I believe he did, but not much - and I don't know whether he agreed to pay them back to The Verve as Richards and Jagger have apparently now agreed to do. It is highly ironic, though, that the Jagger-Richards song in question, 'The Last Time' is also something of a rip-off itself for which the original writers were never credited. Furthermore, the riff in question was not even remotely creditable to Jagger or Richards in the first place, or even Andrew Loog Oldham, but was penned by the composer David Whitaker - and I'm not sure if he ever saw any royalties before his death in 2012. I was also unaware that The Verve did actually have permission to use the riff, though, which changes matters considerably - it seems they got shafted when it became apparent that the song was going stratospheric; the royalties for that track alone probably add up to more than most bands will ever make from their entire careers.
 
it seems they got shafted when it became apparent that the song was going stratospheric; the royalties for that track alone probably add up to more than most bands will ever make from their entire careers.

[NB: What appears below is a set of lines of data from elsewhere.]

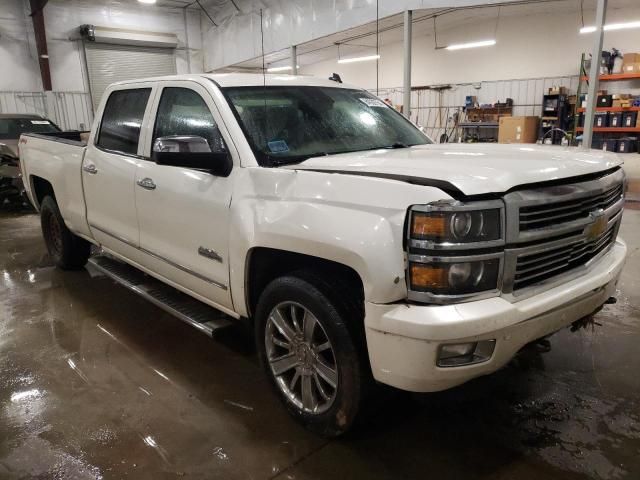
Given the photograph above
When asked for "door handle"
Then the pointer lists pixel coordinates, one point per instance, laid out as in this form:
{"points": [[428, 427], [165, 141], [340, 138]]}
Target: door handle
{"points": [[146, 183], [90, 168]]}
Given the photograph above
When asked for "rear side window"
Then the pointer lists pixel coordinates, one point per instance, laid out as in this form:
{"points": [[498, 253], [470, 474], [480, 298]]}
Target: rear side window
{"points": [[122, 120]]}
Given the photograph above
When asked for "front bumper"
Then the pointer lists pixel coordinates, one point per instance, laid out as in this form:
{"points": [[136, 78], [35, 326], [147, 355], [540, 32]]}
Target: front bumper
{"points": [[403, 340]]}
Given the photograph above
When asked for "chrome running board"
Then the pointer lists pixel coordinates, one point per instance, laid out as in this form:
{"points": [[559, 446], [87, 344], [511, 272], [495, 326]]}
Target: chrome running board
{"points": [[200, 316]]}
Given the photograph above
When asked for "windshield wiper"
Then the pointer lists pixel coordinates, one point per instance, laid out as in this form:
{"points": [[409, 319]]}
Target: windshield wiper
{"points": [[397, 145], [278, 162]]}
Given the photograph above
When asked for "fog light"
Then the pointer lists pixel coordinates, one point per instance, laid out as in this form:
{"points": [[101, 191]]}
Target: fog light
{"points": [[459, 354]]}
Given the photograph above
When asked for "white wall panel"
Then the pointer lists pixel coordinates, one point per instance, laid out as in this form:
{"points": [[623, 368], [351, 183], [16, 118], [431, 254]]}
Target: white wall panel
{"points": [[287, 22], [62, 19], [69, 110]]}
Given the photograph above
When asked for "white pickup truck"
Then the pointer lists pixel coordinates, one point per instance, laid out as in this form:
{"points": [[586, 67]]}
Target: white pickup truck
{"points": [[360, 251]]}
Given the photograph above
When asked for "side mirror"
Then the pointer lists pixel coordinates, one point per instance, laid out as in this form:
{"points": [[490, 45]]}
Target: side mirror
{"points": [[191, 152]]}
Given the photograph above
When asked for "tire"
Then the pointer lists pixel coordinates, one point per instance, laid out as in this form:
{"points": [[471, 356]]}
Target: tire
{"points": [[312, 301], [67, 250]]}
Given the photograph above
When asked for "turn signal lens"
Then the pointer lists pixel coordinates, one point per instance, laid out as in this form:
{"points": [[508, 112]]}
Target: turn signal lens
{"points": [[428, 276], [450, 226], [455, 278]]}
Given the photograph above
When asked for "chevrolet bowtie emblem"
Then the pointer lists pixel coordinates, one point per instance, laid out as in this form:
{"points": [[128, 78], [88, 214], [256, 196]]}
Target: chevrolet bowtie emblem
{"points": [[597, 226]]}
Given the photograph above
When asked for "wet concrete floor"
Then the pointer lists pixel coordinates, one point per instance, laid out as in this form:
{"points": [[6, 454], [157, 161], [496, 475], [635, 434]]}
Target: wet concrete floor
{"points": [[97, 383]]}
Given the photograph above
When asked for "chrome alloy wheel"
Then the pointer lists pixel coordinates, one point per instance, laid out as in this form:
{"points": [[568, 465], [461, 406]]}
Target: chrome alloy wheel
{"points": [[301, 357]]}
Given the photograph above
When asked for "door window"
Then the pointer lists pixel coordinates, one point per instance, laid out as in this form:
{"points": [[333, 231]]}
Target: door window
{"points": [[182, 112], [122, 120]]}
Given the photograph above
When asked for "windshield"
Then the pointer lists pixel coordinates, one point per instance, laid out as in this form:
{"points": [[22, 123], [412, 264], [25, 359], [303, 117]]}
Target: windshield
{"points": [[290, 124], [12, 128]]}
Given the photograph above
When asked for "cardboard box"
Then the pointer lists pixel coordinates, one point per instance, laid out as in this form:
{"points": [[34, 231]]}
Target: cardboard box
{"points": [[601, 119], [605, 100], [518, 129], [557, 90], [629, 59], [615, 119], [631, 68], [629, 119], [610, 145]]}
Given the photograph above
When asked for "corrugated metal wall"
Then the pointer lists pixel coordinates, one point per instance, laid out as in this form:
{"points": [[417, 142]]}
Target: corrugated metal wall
{"points": [[70, 110]]}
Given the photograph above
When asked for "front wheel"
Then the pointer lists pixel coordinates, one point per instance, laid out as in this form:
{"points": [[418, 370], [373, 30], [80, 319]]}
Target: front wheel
{"points": [[67, 250], [309, 354]]}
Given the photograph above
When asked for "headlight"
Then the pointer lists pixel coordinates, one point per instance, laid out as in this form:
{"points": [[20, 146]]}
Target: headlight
{"points": [[455, 250], [454, 276], [466, 226]]}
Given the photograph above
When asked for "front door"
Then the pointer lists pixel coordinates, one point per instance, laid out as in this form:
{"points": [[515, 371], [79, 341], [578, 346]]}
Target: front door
{"points": [[183, 213], [108, 170]]}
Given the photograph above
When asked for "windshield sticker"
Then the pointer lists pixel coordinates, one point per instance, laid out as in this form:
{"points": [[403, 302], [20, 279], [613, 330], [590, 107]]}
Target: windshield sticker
{"points": [[278, 146], [372, 102]]}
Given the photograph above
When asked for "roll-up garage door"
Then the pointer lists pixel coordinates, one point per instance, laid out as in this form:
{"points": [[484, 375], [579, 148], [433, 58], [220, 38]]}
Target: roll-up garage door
{"points": [[108, 63]]}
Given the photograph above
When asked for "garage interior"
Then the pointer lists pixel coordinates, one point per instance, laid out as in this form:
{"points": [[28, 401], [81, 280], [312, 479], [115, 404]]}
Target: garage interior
{"points": [[96, 382]]}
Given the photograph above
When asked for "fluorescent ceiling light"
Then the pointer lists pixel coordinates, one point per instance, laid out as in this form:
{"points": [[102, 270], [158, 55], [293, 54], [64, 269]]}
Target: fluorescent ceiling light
{"points": [[461, 46], [358, 59], [281, 69], [612, 26]]}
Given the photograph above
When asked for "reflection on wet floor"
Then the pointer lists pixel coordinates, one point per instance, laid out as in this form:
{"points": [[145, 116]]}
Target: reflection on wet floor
{"points": [[97, 383]]}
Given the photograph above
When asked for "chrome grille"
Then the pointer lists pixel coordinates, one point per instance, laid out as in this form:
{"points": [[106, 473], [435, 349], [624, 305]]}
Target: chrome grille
{"points": [[550, 214], [550, 230], [536, 267]]}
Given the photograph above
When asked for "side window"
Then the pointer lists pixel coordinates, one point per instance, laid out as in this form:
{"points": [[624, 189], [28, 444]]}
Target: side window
{"points": [[122, 120], [183, 112]]}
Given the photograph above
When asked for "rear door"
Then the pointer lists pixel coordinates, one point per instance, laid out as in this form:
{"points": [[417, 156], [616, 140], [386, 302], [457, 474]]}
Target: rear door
{"points": [[184, 213], [109, 168]]}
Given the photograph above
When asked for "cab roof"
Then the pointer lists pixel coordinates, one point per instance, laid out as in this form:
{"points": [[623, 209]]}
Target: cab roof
{"points": [[250, 80]]}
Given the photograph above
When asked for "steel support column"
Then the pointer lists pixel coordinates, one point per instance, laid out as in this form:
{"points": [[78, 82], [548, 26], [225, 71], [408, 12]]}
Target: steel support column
{"points": [[37, 15], [406, 96], [294, 60], [594, 72]]}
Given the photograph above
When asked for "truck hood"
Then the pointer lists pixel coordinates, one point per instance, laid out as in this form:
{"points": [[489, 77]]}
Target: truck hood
{"points": [[470, 168], [9, 147]]}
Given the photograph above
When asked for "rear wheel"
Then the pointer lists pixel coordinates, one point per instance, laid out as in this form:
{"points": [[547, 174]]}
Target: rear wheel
{"points": [[309, 354], [67, 250]]}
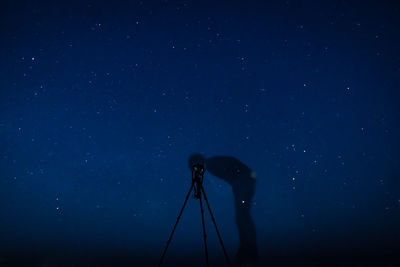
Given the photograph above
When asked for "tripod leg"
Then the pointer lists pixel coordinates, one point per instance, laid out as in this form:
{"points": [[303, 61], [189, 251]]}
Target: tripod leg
{"points": [[204, 230], [216, 229], [176, 223]]}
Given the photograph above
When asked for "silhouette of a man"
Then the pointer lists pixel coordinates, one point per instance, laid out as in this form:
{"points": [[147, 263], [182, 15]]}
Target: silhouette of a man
{"points": [[242, 180]]}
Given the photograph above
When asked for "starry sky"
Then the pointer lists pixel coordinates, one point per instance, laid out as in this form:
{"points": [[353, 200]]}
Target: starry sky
{"points": [[102, 102]]}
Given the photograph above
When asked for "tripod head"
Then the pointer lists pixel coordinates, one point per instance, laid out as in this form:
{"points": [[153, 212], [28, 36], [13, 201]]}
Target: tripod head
{"points": [[197, 178]]}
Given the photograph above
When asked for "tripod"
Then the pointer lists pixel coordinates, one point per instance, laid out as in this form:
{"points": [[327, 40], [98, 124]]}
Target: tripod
{"points": [[197, 184]]}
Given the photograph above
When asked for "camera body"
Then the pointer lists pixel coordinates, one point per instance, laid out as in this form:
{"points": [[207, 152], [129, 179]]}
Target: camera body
{"points": [[197, 177]]}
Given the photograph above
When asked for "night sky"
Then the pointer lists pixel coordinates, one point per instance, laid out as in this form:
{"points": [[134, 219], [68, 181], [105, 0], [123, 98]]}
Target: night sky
{"points": [[102, 102]]}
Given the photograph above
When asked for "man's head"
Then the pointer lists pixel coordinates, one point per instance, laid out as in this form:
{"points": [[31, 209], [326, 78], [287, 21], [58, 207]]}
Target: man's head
{"points": [[196, 159]]}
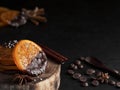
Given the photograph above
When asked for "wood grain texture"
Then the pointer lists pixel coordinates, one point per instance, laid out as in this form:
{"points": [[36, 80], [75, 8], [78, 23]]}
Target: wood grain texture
{"points": [[50, 79]]}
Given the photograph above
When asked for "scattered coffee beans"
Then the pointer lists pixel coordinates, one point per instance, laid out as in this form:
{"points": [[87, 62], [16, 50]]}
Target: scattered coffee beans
{"points": [[90, 71], [112, 82], [118, 84], [71, 72], [95, 82], [85, 84], [76, 75], [80, 66], [83, 79], [88, 75], [77, 62]]}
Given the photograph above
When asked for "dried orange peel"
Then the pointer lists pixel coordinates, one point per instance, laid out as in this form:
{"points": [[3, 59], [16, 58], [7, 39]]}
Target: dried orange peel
{"points": [[3, 9], [25, 55]]}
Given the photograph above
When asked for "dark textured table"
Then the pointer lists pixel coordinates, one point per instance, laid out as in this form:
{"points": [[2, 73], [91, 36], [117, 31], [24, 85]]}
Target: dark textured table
{"points": [[75, 28]]}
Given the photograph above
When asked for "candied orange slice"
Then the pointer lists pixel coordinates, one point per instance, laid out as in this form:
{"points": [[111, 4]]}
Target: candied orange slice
{"points": [[29, 57], [3, 9], [9, 15], [2, 24]]}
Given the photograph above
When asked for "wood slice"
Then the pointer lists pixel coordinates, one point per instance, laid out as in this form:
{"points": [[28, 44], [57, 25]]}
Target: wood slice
{"points": [[50, 80]]}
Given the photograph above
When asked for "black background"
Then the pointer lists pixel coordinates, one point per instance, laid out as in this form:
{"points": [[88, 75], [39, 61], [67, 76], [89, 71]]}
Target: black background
{"points": [[75, 28]]}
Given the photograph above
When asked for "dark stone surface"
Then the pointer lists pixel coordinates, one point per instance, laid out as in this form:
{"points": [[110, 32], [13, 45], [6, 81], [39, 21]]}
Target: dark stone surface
{"points": [[75, 28]]}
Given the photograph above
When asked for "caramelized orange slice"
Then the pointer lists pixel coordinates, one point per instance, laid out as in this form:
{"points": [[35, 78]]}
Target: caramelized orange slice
{"points": [[3, 9], [29, 57], [9, 15], [2, 24]]}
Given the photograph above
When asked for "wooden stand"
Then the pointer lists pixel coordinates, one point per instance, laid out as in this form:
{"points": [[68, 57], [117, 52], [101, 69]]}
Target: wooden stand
{"points": [[50, 80]]}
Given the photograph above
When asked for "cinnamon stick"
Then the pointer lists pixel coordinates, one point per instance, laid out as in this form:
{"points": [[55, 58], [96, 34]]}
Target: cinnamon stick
{"points": [[58, 57]]}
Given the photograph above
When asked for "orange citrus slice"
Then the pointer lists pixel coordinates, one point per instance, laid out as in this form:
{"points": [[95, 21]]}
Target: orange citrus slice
{"points": [[3, 9], [29, 57], [8, 15]]}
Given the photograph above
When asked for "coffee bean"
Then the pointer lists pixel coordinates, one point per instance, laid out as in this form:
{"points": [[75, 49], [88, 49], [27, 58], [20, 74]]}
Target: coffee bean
{"points": [[83, 79], [95, 82], [118, 84], [82, 58], [76, 75], [77, 62], [85, 84], [72, 65], [112, 82], [106, 81], [98, 74], [75, 67], [71, 72], [80, 66], [116, 71], [90, 71]]}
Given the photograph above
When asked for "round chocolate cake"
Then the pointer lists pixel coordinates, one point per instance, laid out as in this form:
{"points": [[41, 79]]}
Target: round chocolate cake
{"points": [[41, 73]]}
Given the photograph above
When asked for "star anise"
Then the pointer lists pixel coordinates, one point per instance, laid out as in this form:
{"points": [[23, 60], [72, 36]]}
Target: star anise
{"points": [[22, 79], [104, 77], [35, 16]]}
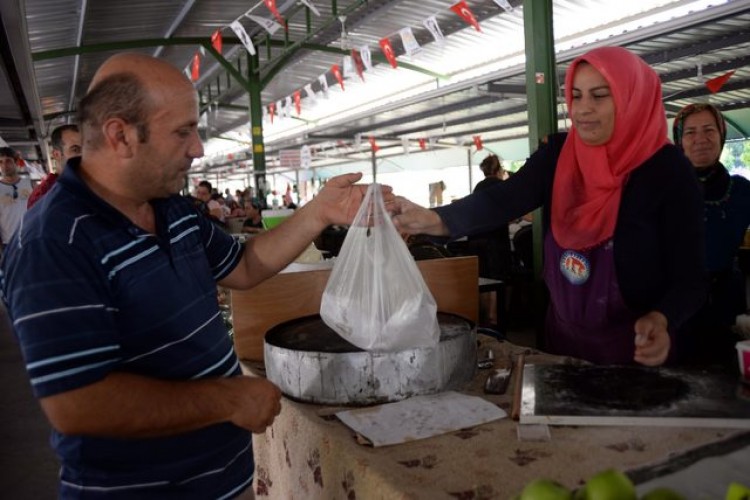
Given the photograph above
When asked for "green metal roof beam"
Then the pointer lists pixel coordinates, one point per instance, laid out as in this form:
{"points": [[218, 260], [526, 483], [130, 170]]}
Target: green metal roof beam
{"points": [[279, 63]]}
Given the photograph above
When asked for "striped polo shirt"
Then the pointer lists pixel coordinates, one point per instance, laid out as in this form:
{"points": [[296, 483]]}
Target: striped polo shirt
{"points": [[90, 293]]}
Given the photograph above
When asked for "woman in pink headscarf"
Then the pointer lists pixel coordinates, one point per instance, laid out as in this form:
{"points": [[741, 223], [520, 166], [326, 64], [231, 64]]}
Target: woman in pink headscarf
{"points": [[622, 217]]}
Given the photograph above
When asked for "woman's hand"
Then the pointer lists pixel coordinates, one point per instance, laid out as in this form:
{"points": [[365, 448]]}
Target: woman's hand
{"points": [[652, 340], [411, 218]]}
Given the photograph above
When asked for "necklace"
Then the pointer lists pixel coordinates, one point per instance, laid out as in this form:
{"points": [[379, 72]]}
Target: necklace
{"points": [[724, 198]]}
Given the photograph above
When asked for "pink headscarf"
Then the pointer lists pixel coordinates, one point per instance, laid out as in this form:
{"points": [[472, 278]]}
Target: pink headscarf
{"points": [[589, 179]]}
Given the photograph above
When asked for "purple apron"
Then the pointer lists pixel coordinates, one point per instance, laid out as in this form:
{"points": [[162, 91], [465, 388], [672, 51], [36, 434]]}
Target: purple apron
{"points": [[587, 317]]}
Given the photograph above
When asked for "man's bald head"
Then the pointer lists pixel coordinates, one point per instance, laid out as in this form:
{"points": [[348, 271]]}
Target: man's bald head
{"points": [[151, 71], [127, 86]]}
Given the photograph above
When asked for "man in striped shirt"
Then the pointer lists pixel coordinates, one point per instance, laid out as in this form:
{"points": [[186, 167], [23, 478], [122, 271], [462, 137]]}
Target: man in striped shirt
{"points": [[111, 288]]}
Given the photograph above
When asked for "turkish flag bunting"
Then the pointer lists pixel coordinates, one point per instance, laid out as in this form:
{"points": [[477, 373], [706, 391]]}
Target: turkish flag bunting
{"points": [[271, 4], [195, 70], [298, 101], [358, 64], [385, 46], [462, 9], [216, 40], [373, 145], [337, 73], [715, 84]]}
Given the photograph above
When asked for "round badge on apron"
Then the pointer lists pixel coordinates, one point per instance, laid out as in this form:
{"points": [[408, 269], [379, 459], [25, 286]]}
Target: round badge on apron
{"points": [[575, 267]]}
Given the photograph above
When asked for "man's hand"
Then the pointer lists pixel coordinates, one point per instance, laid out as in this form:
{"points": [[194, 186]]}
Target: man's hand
{"points": [[126, 405], [652, 340], [411, 218], [340, 198], [258, 403]]}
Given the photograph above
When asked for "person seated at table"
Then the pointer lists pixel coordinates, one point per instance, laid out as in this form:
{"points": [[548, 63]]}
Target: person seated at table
{"points": [[700, 131], [492, 248], [254, 222], [622, 217]]}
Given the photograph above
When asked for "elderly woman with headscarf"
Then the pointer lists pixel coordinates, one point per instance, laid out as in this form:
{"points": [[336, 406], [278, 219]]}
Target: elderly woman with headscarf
{"points": [[623, 221], [700, 130]]}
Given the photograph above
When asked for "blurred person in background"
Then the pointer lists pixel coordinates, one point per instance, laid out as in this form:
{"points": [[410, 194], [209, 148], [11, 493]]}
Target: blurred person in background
{"points": [[15, 190], [66, 144], [701, 131]]}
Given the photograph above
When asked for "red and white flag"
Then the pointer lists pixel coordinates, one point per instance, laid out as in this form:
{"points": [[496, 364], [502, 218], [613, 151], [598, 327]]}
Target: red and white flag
{"points": [[239, 30], [359, 66], [434, 28], [385, 46], [216, 41], [715, 84], [405, 145], [271, 4], [409, 41], [298, 102], [195, 68], [311, 6], [337, 73], [462, 9], [374, 145], [323, 81], [310, 92], [269, 25]]}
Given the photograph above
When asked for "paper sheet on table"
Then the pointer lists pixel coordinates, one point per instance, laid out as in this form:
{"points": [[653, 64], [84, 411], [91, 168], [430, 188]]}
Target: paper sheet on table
{"points": [[420, 417]]}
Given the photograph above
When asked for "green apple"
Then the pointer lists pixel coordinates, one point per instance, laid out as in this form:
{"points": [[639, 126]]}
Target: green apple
{"points": [[662, 494], [610, 484], [737, 491], [544, 489]]}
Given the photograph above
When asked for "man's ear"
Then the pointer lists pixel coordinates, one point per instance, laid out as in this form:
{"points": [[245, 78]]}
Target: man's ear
{"points": [[119, 137]]}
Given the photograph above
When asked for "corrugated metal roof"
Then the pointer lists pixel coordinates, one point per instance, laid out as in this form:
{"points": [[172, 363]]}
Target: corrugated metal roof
{"points": [[475, 84]]}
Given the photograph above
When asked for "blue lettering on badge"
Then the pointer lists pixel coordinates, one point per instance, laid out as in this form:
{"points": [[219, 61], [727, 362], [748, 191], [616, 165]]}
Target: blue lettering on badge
{"points": [[575, 267]]}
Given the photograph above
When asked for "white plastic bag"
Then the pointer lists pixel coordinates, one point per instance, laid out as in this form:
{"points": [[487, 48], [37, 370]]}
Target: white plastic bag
{"points": [[376, 297]]}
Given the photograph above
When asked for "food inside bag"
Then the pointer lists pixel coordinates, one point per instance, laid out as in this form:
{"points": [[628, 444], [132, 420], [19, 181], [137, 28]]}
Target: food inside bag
{"points": [[376, 297]]}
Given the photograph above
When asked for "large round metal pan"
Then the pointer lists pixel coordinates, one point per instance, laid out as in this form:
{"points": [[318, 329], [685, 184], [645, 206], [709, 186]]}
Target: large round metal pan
{"points": [[312, 363]]}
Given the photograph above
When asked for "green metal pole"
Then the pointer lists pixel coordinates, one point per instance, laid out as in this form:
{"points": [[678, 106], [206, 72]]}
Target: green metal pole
{"points": [[256, 129], [541, 92]]}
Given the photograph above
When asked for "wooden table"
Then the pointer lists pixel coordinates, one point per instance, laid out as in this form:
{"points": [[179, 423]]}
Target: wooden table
{"points": [[309, 454]]}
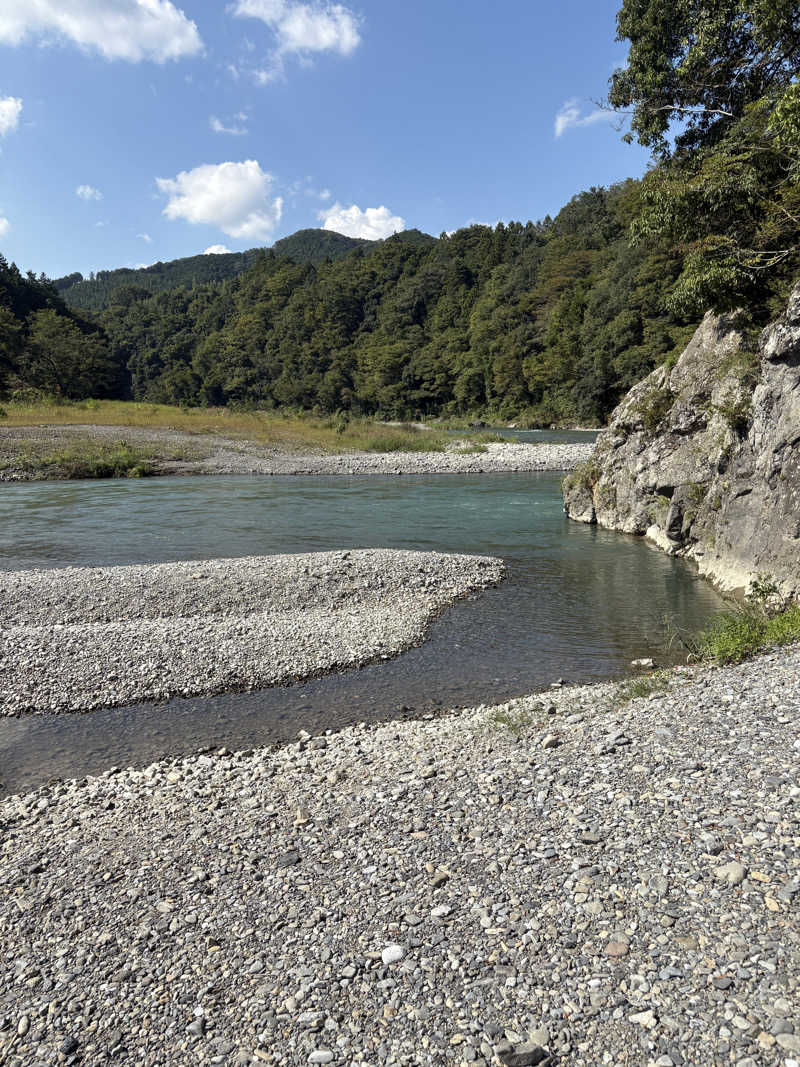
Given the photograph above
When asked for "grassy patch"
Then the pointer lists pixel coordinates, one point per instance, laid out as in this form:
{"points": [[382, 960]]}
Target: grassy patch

Might versus right, and yet another highly questionable 'origin' decision over musical ownership. If you can afford to question it, that is.
 
I was also unaware that The Verve did actually have permission to use the riff, though, which changes matters considerably
Yeah, one of the versions of the story I heard (and the one I would lead with when passing it on) was that the person who was supposed to actually get the permission said he did when he really didn't.